Posted date: October 8th 2014 . Author Gregory Preston .
Seven 7-Eleven convenience stores and service stations in NSW were bought at a Sydney auction in August by private investors for a combined total of $33.085 million, with a benchmark yield of 3.85 per cent and average yield of 4.6 per cent (The Urban Developer).
The properties sold by the BRW Rich List Withers & Barlow family, were purchased with leases of 15 years, plus three five year options (The Urban Developer).
The Withers & Barlow family have an additional 3 stores that will be auctioned in QLD and another six in Victoria, bringing the total properties being sold across Australia to 17. The property locations and prices in NSW as reported in The Australian:
- Ashfield sold for $4.9m with a yield of 4.21%
- Camperdown sold for $3.65m with a yield of 4.72%
- 940 Pittwater Road, Dee Why sold for $5.05m with a yield of 3.85%
- 38 Barrenjoey Road, Mona Vale sold for $4.32m with a yield of 5.04%
- Lane Cove Road, Macquarie Park sold for $6.01m with a yield of 4.94%
- Sans Souci sold for $4.55m with a yield of 4.96%
- St Ives sold for $4.6m with a yield of 4.96%
The sizes of the properties vary from 1113 square metres to 5598 square metres with an expected rental income between $166,566 and $334,647 per year (BRW).

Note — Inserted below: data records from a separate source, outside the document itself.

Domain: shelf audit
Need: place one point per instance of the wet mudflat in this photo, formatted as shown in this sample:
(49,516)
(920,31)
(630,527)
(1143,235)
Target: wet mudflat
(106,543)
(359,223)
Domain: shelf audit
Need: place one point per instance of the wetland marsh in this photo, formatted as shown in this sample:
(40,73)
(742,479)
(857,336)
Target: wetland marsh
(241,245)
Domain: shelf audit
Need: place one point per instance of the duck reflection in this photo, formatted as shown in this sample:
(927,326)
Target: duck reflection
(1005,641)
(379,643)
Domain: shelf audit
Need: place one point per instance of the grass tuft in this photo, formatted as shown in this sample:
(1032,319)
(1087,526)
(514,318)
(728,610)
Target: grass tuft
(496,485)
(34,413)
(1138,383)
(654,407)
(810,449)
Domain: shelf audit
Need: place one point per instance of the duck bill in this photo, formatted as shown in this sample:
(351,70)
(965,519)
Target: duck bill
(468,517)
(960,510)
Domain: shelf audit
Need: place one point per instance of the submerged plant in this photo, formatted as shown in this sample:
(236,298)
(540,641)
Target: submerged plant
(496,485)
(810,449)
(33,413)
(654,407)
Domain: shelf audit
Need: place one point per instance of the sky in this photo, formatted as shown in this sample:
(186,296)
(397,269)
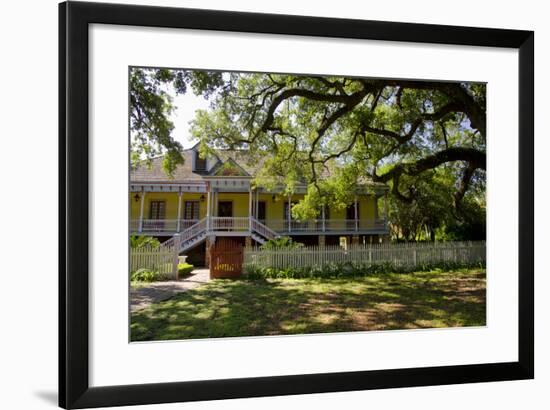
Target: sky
(186,105)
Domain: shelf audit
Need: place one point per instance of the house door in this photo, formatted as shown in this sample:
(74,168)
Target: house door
(261,211)
(350,216)
(225,209)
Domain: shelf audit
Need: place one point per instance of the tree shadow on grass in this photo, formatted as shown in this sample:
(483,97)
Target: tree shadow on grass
(230,308)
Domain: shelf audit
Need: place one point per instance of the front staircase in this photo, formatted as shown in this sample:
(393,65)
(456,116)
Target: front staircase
(197,233)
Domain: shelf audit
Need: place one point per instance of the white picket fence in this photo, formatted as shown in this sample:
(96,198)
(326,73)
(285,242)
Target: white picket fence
(161,259)
(400,254)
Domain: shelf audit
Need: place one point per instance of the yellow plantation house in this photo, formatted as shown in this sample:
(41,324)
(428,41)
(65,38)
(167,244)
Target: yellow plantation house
(211,198)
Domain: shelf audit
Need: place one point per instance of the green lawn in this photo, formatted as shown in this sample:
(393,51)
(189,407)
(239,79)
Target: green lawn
(223,308)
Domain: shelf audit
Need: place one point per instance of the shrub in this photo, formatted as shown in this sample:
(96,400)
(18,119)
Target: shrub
(185,269)
(285,242)
(144,275)
(350,269)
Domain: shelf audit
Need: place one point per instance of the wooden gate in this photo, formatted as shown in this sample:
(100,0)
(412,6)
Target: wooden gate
(226,258)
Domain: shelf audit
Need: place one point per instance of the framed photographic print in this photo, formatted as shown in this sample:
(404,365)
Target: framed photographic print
(256,204)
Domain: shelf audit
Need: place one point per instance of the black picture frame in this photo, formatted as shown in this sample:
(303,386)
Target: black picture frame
(74,388)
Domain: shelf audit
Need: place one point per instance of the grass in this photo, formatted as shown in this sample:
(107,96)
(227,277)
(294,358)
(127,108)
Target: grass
(225,308)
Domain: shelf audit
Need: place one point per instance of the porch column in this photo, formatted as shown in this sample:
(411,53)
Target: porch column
(208,193)
(179,211)
(257,203)
(386,206)
(141,209)
(356,221)
(289,213)
(250,209)
(323,218)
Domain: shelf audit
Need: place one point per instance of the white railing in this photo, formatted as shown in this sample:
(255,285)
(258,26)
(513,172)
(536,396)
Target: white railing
(328,225)
(221,223)
(263,230)
(277,226)
(161,225)
(161,259)
(405,254)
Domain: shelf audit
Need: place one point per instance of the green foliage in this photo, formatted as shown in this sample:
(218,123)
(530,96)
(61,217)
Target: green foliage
(350,270)
(139,241)
(285,242)
(145,275)
(426,140)
(185,269)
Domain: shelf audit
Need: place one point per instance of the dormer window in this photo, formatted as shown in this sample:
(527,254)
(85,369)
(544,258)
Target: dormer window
(200,163)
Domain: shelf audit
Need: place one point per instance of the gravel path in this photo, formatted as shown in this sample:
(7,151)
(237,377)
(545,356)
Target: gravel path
(143,296)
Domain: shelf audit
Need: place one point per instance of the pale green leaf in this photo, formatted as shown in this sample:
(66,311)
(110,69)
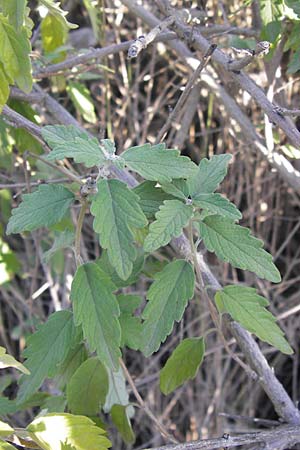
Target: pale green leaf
(15,10)
(172,216)
(46,349)
(10,361)
(5,429)
(168,297)
(151,197)
(67,432)
(105,265)
(81,97)
(182,365)
(248,308)
(122,422)
(209,175)
(131,326)
(96,310)
(14,54)
(54,9)
(156,163)
(234,244)
(87,389)
(117,212)
(44,207)
(217,204)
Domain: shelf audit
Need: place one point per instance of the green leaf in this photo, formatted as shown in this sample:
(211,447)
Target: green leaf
(131,326)
(177,188)
(67,432)
(168,297)
(156,163)
(47,348)
(87,389)
(97,310)
(104,264)
(82,100)
(5,429)
(151,197)
(117,211)
(10,361)
(54,9)
(248,308)
(233,243)
(209,175)
(14,55)
(172,216)
(44,207)
(15,10)
(217,204)
(182,365)
(122,422)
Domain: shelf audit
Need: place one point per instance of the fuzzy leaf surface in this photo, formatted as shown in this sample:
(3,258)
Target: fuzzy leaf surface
(47,348)
(87,389)
(217,204)
(209,175)
(172,216)
(117,211)
(156,163)
(234,244)
(44,207)
(96,310)
(67,432)
(248,308)
(182,365)
(168,297)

7-Eleven Stores Pty Ltd rank in the Top 30 of BRW’s Top 500 Private Companies Listing.
The recent RBA decision to the keep the cash rate unchanged at 2.5 per cent was seen as an additional incentive for the property buyers (SMH).
The yields shown represent what appears to be very strong yields for the sale and lease back interest. The extent to which these yields will be repeated in the market for one off sales remains to be seen. Often demand for small investment properties is heightened when groups of like properties are auctioned at the one time driving yields down to levels that properties wouldn’t otherwise achieve if they were to be offered individually.
Historically, valuing auctioned sale on leaseback properties after the frenzied auction yield has proven to be difficult when they are considered on a one sale basis. It remains to be seen if the yields for individual properties could be ratified by individual sales.